Leader diz que esse tipo de desconforto pode ser útil.

“Quando alguém sente ansiedade em torno de algo, muitas vezes encontrar ou interagir com essa coisa em particular é uma parte muito importante do processo terapêutico”, disse ele.

Esse tipo de terapia de exposição é comum, mas a RV está permitindo que os profissionais de saúde a usem de uma nova maneira, principalmente quando a criação de um cenário pode ser difícil.

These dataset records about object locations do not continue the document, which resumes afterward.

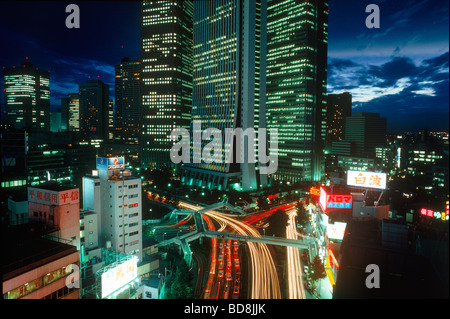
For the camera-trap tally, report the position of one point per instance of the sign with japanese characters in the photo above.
(436, 214)
(51, 197)
(119, 276)
(107, 163)
(366, 179)
(335, 202)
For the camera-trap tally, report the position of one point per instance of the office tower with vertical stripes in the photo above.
(166, 77)
(27, 97)
(94, 105)
(228, 64)
(127, 112)
(297, 35)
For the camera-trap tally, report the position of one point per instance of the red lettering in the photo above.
(64, 197)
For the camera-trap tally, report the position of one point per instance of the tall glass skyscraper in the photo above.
(166, 76)
(94, 105)
(128, 101)
(27, 97)
(297, 35)
(226, 86)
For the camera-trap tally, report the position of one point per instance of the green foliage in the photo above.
(317, 270)
(181, 283)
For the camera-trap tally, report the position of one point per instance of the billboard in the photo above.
(107, 163)
(435, 214)
(334, 202)
(366, 179)
(336, 230)
(118, 276)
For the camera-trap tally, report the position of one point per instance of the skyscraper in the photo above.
(339, 106)
(227, 83)
(297, 35)
(128, 101)
(366, 131)
(166, 76)
(70, 112)
(27, 97)
(94, 99)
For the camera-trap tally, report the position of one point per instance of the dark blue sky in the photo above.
(400, 70)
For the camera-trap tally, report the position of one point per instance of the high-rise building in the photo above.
(128, 101)
(166, 76)
(297, 36)
(94, 98)
(366, 131)
(339, 107)
(70, 112)
(228, 66)
(116, 196)
(27, 97)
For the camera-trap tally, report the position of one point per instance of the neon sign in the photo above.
(431, 213)
(366, 179)
(334, 201)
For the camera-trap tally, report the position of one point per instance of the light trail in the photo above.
(295, 280)
(264, 277)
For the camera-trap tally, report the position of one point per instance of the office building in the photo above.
(366, 131)
(339, 107)
(116, 196)
(27, 97)
(37, 268)
(228, 65)
(58, 208)
(70, 112)
(127, 101)
(166, 76)
(297, 36)
(94, 105)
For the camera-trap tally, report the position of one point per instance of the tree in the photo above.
(302, 216)
(317, 269)
(181, 287)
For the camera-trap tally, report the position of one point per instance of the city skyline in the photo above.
(312, 164)
(404, 63)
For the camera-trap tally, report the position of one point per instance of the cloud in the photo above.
(409, 94)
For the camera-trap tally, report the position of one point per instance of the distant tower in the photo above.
(27, 97)
(228, 66)
(94, 99)
(339, 106)
(128, 101)
(297, 37)
(166, 76)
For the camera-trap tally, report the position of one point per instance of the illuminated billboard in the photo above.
(107, 163)
(435, 214)
(334, 202)
(118, 276)
(366, 179)
(336, 231)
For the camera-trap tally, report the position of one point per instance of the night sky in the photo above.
(400, 70)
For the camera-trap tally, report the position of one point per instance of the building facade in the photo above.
(27, 97)
(127, 101)
(117, 196)
(339, 107)
(94, 105)
(227, 86)
(166, 76)
(297, 36)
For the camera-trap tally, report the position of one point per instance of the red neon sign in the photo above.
(334, 201)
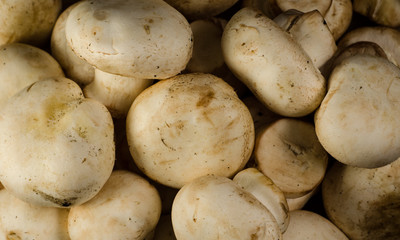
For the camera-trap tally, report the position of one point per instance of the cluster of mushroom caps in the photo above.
(152, 119)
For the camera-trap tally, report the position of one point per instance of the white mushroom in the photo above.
(101, 32)
(288, 152)
(264, 190)
(114, 91)
(357, 120)
(56, 147)
(188, 126)
(272, 64)
(384, 13)
(74, 67)
(201, 9)
(21, 220)
(214, 207)
(364, 203)
(310, 30)
(387, 38)
(23, 64)
(307, 225)
(127, 207)
(28, 21)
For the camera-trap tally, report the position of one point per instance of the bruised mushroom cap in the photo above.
(101, 32)
(272, 64)
(23, 64)
(28, 21)
(363, 202)
(21, 220)
(201, 9)
(384, 13)
(56, 148)
(127, 207)
(214, 207)
(75, 68)
(307, 225)
(357, 120)
(188, 126)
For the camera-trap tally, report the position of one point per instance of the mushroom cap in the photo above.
(307, 225)
(74, 67)
(357, 122)
(101, 32)
(272, 64)
(289, 152)
(28, 21)
(23, 64)
(56, 148)
(128, 205)
(214, 207)
(188, 126)
(363, 203)
(21, 220)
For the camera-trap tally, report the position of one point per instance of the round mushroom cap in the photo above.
(189, 126)
(56, 148)
(145, 39)
(127, 207)
(74, 67)
(214, 207)
(28, 21)
(21, 220)
(23, 64)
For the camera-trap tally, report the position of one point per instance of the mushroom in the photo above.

Comentário de Susane e José: no Brasil, esse tipo de terapia é chamado de terapia por meio de exposição à realidade virtual. Ela pode ser utilizada para fobias específicas (por exemplo, medo de aranhas, de altura de dirigir), mas também para fobias sociais.

A terapia de exposição para alguém que vive com ansiedade social é um exemplo. Ajudar essa pessoa a interagir com outras pessoas seria útil, mas por causa de sua ansiedade, pode ser difícil fazê-lo organicamente.

"É aí que o virtual pode ser muito útil", disse ele, "porque você pode criar uma cena que tenha outros personagens, outras pessoas, e a pessoa pode colocar o fone de ouvido de realidade virtual e praticar."

Bouchard disse que a realidade virtual por si só não é terapêutica. Em vez disso, a RV pode ser uma ferramenta no kit de ferramentas de um terapeuta, combinada com a terapia tradicional.

"Você pode comprar um sistema VR. Ele não vai tratá-lo. Você pode comprar um sistema VR [para] aranhas ou medo de voar. Não vai tratá-lo", disse ele.

"A terapia é muito, muito mais complexa, e a realidade virtual é apenas um detalhe em toda a história."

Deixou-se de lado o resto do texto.